When the FET 31 and 36 are simultaneously turned on by outputting the control signals A1 and A6, an electric current flows through the driving coil L3 in a direction as shown by an arrow in FIG. 2. When the FET 33 and FET 34 are simultaneously turned on by outputting control signals A3 and A4, an electric current flows through the driving coil L3 but in an opposite direction to the direction as shown by the arrow.
As described above, the FET pairs thus turned on have six (6) combinations. By selecting the combinations in a known order, a rotational magnetic field is generated in the stator of the pulse motor and the rotor of the pulse motor is rotated in a predetermined direction. The rotation of the pulse motor is stopped by turning off the driving switch SW.
The control device having the above-mentioned construction has the following drawbacks. Since no electric current is supplied to the driving coils L1 to L3 from the power source V.sub.B, the rotor is rotated merely by inertia. A braking current is supplied to the driving coils L1 to L3, and a magnetic field is generated in the driving coils L1 to L3. As a result, the rotor is abruptly stopped. A stopping sound (so-called "shaking noise") is generated at the time. This makes it impossible to fully enjoy one of the important advantages, i.e., low noise, of the pulse motor.

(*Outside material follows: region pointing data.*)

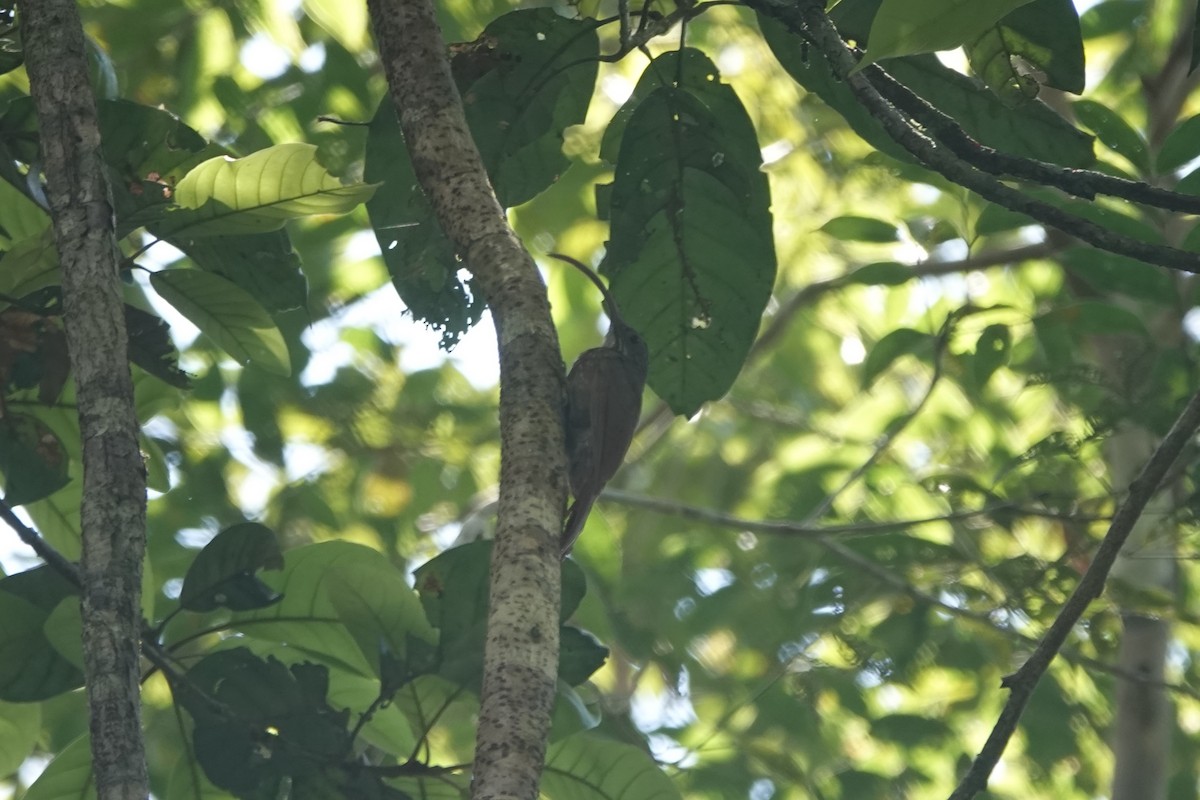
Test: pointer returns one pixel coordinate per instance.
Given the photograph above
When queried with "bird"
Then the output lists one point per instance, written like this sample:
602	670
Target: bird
604	401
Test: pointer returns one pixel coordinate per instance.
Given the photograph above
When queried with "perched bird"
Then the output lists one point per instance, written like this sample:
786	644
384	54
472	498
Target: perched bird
604	401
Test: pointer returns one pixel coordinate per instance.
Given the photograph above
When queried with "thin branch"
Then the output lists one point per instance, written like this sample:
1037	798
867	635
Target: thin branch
1023	683
888	435
659	417
828	536
814	531
808	18
1081	182
61	564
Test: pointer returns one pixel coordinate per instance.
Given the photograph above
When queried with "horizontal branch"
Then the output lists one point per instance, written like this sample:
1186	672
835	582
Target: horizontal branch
808	18
1080	182
1023	683
61	564
817	531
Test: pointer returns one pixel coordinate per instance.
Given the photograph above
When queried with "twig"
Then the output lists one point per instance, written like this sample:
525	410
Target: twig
1023	683
808	18
814	531
1080	182
61	564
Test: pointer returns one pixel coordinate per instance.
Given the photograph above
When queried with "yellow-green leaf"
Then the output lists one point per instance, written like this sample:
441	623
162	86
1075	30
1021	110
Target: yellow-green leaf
259	192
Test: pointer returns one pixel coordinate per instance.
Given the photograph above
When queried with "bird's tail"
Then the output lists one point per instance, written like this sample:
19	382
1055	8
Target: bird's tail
574	527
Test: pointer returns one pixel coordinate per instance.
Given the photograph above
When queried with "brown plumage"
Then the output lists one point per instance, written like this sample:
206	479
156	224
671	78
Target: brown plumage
604	401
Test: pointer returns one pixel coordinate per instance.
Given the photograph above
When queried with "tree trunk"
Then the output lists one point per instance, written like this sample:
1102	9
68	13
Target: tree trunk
113	471
521	656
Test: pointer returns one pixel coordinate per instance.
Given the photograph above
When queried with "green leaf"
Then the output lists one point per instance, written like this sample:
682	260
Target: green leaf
889	274
903	341
1108	272
1182	145
30	668
309	618
258	193
31	458
539	73
222	575
580	655
265	265
691	256
1092	317
227	313
587	767
21	728
991	353
1114	132
383	614
347	23
911	26
571	714
851	228
1041	36
19	216
69	776
309	734
153	349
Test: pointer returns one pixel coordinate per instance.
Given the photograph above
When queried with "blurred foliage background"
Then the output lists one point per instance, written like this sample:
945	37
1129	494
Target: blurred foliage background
947	482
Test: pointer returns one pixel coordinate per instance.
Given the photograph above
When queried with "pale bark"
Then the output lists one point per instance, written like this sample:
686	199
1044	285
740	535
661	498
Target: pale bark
113	470
521	656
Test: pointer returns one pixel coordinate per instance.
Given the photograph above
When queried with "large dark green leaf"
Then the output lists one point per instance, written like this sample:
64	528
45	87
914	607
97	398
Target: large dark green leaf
31	458
912	26
227	313
343	603
539	71
263	264
30	667
223	572
1044	35
67	776
276	725
691	256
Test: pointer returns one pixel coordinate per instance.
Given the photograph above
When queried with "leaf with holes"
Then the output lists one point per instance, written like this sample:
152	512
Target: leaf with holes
234	319
691	259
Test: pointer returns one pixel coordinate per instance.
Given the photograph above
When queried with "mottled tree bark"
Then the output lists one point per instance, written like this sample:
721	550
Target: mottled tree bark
521	657
113	470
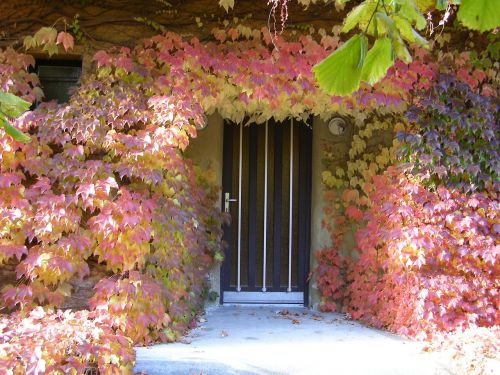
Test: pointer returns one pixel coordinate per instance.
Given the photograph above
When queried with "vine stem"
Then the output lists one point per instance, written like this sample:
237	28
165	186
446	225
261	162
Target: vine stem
371	17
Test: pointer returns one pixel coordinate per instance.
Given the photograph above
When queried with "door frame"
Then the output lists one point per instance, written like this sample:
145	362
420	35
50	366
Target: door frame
304	133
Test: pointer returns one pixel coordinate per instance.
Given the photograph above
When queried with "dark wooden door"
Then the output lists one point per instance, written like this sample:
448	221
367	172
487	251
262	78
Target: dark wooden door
266	189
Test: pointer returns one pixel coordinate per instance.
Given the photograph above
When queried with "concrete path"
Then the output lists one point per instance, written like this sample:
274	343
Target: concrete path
286	340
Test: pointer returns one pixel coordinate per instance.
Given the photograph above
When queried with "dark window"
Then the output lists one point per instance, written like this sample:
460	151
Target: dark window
58	77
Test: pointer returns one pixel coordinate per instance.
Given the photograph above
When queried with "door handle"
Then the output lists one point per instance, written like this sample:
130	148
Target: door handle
228	200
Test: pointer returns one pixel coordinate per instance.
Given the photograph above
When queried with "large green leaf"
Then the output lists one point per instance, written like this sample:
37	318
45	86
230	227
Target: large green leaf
482	15
340	73
378	60
13	132
12	106
353	18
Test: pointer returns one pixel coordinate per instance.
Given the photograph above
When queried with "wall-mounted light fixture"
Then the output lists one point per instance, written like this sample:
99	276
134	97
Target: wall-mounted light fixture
204	124
337	125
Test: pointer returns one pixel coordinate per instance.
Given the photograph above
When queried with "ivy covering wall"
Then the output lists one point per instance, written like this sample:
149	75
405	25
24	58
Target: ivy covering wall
104	180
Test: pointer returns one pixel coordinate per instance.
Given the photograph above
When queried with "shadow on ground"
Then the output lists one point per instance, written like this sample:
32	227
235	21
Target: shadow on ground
285	340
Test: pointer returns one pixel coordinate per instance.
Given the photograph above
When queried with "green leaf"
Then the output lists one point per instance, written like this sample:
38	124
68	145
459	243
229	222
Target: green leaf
12	106
387	22
377	61
482	15
410	11
13	132
401	51
353	18
339	74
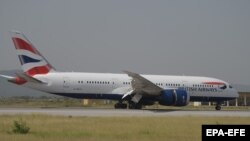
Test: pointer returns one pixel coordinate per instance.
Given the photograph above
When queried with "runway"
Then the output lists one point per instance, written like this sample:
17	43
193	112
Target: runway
118	112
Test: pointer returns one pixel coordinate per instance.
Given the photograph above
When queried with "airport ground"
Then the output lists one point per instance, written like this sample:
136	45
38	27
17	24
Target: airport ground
56	127
64	128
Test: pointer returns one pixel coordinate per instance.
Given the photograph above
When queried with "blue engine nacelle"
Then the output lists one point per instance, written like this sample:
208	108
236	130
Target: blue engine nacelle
173	97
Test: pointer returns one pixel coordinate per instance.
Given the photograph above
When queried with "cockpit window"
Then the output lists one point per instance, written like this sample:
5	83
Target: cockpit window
223	87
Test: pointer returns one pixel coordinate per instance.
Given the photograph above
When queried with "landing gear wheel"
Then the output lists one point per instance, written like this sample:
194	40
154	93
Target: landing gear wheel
217	107
133	105
120	105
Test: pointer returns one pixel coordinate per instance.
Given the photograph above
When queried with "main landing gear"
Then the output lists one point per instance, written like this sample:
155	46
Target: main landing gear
218	106
131	105
121	105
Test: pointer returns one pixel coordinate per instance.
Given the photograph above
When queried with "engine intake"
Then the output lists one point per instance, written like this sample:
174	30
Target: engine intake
173	97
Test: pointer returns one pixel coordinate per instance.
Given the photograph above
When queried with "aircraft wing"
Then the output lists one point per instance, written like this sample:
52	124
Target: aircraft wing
142	87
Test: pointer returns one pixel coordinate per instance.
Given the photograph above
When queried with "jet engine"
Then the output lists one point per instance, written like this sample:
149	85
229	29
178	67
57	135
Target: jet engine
174	97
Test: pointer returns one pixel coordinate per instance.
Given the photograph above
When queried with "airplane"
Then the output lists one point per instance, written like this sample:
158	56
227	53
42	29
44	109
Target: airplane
130	90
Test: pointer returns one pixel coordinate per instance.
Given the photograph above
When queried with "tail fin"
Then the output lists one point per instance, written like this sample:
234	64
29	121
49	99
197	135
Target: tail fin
31	59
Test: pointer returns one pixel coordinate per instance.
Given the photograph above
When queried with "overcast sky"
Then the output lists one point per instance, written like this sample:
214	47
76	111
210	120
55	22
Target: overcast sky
170	37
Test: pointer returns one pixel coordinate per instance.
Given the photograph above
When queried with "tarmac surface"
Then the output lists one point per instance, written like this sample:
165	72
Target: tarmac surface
120	112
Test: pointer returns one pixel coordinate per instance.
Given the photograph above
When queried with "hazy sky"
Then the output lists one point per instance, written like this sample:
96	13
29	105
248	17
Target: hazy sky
172	37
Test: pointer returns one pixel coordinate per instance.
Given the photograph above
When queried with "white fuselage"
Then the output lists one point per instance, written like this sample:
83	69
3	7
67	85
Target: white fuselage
114	86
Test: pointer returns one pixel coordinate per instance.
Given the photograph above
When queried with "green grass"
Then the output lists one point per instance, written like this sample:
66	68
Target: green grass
61	128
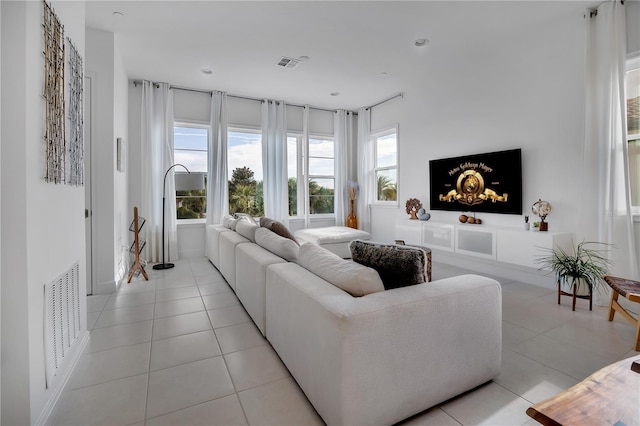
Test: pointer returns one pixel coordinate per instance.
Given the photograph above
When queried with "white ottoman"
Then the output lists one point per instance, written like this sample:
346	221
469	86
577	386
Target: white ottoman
336	239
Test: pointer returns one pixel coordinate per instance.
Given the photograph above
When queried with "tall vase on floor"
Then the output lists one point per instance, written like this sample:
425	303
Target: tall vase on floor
353	189
352	219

The present inventor has guessed or anticipated a possible cause of generation of a braking current as follows. Even if the driving switch SW is turned off, the control circuit 2 is kept operated until after the completion of discharge, by electric charge which has been accumulated within the electrolytic capacitor C in the power source circuit 1, and closed circuits including one of the driving coils L1 to L3 are formed one after another. For example, when the FET 32 is in the ON-state in FIG. 2, a closed circuit is formed by the FET 32 which is in the ON-state, the driving coil L2 and the built-in diode D3 of the FET 33. As a consequence, when a permanent magnet of the rotor is moved across the driving coil in the closed circuit, a braking current B1 is generated in the driving coil L2.